It is a really wonderful thing to get to know students in class and then to get to know them on that other level as intense competitors in athletics. By the way, I feel the same way about seeing my students in theater, musical and dance events.

I’ve been playing in the faculty/staff basketball game for more than 30 years. We play twice a week (Tuesdays and Fridays) every week, year round except between Christmas and New Year. We have a dedicated group of faculty, staff, coaches and administrators who have really gotten to know each other well on the court. We even try to adjust our teaching and meeting schedules so as not to conflict with our game. Some people I play with, I would never have known so well or at all. Mainly because of longevity, I am co-commissioner of NoonTimeHoops, along with Brian Gibson (systems manager for IT.) One amazing thing is how accommodating the Athletics Department is to our game. We are allowed to play on the main wooden floor even during basketball season when the floor is in great demand for practices.
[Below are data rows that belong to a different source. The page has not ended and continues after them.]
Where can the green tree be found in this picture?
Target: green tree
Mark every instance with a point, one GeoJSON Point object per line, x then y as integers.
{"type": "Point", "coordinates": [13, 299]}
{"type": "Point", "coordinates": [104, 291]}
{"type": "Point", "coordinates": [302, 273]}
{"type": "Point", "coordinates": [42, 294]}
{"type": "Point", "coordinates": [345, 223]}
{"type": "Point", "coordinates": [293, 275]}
I’ve had plenty of time to think about why I love team sports and why I love being on a team. I don’t think I have the usual reasons. I am not especially athletic (not fast, coordinated or skillful). What I have is a pretty good (theoretical) game inside my head. And the combinatorics of basketball are on a manageable level for me: only five players against five others and sometimes fewer if we play half court. For an hour and a half, twice a week there are only nine other people in the universe and they are doing a set of fairly predictable, interesting things. It really takes my mind off the more complicated real world. It’s like a reset.”